“Kolejna afera dopingowa w światowym tenisie. Niedawno głośno było o wykryciu niedozwolonych substancji u Jannika Sinnera i Igi Świątek, a teraz Międzynarodowa Agencja ds. Integralności Tenisa (ITIA) nałożyła karę na kolejnego zawodnika. Tym razem zawieszenie wlepiono Rosjaninowi – Daniiłowi Sawelewowi.”, — informuje: www.sport.pl
Ostatnio w światowym tenisie głośno było o wykryciu niedozwolonych substancji w organizmach Jannika Sinnera i Igi Świątek. Dwójka tenisistów z absolutnego topu otrzymała jednak tylko drobne kary, bo udowodniła swoją niewinność w związku z przyjęciem niedozwolonych substancji nieświadomie. Na ulgę nie może liczyć tenisista z Rosji.

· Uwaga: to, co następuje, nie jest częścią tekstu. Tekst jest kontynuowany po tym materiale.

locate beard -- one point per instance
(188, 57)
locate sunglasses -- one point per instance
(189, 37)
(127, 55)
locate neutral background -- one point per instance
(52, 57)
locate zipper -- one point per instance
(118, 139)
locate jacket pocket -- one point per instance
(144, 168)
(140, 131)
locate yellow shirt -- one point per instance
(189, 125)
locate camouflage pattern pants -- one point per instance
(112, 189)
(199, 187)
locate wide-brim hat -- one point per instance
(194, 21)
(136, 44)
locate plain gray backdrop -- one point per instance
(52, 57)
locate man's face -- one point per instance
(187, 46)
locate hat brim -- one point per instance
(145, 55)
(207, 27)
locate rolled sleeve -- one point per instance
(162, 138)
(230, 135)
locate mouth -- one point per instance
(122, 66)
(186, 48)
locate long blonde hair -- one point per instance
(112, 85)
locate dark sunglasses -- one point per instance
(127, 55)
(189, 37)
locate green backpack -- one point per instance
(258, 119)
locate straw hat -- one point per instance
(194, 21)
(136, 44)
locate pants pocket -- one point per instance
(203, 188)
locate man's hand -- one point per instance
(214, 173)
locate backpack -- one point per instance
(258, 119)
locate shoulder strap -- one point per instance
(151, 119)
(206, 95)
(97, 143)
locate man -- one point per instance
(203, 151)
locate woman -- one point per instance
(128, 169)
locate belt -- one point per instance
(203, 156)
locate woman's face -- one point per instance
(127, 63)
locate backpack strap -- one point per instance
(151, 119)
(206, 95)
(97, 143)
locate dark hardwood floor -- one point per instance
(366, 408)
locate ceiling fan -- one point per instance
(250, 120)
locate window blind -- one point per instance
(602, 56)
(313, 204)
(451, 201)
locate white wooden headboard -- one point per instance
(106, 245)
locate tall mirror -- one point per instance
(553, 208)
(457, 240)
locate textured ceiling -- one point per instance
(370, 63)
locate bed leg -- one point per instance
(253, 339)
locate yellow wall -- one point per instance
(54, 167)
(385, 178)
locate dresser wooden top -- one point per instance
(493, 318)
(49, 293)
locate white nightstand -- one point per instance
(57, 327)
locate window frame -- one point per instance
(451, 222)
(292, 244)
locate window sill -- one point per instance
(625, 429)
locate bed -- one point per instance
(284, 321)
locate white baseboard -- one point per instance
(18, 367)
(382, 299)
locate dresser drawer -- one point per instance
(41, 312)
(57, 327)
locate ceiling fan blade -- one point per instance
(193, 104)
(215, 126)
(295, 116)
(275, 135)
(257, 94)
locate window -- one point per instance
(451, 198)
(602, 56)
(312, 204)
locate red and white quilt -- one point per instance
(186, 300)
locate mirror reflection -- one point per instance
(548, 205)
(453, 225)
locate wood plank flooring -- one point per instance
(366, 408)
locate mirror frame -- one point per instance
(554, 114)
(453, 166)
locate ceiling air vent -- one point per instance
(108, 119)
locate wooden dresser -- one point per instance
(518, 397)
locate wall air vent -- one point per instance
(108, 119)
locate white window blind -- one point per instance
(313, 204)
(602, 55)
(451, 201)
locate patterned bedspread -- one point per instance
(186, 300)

Afera dopingowa w tenisie. Rosjanin zawieszony przez ITIA Rosyjski portal championat.net poinformował, że zdyskwalifikowany przez Międzynarodową Agencję ds. Integralności Tenisa (ITIA) został Daniił Sawelew. To zawodnik, który zajmuje dopiero 2492. miejsce w światowym rankingu ATP i bierze udział głównie w turniejach niższej rangi.
23-latek naruszył zasady antydopingowe, co wykryto w próbkach pobranych na turnieju w M15 w Hillcrest w RPA. Badania ujawniły w jego organizmie meldonium. Tę substancję stosują pacjenci z wadami serca, a sportowcom pozwala ona na poprawę wydolności oraz szybszą regenerację mięśni. Od 2014 meldonium znajduje się na liście substancji zakazanych.
„Sawelew otrzymał wstępne zawiadomienie o naruszeniu przepisów antydopingowych 20 sierpnia 2024 roku i tego samego dnia zawieszenie zaczęło obowiązywać. Zawodnik nie kwestionował decyzji władz” – pisze rosyjskie źródło.
Na razie nie wiadomo, jak długa kara czeka rosyjskiego tenisistę. Zawodnik, który najwyżej w światowym rankingu był na 1486. miejscu w 2022 roku, raczej nie będzie miał tylu możliwości na bronienie się, co Świątek i Sinner. Fakt, że nie kwestionował decyzji o zawieszeniu już wcześniej, może sugerować, że pogodził się z decyzją i jest świadomy swojej winy.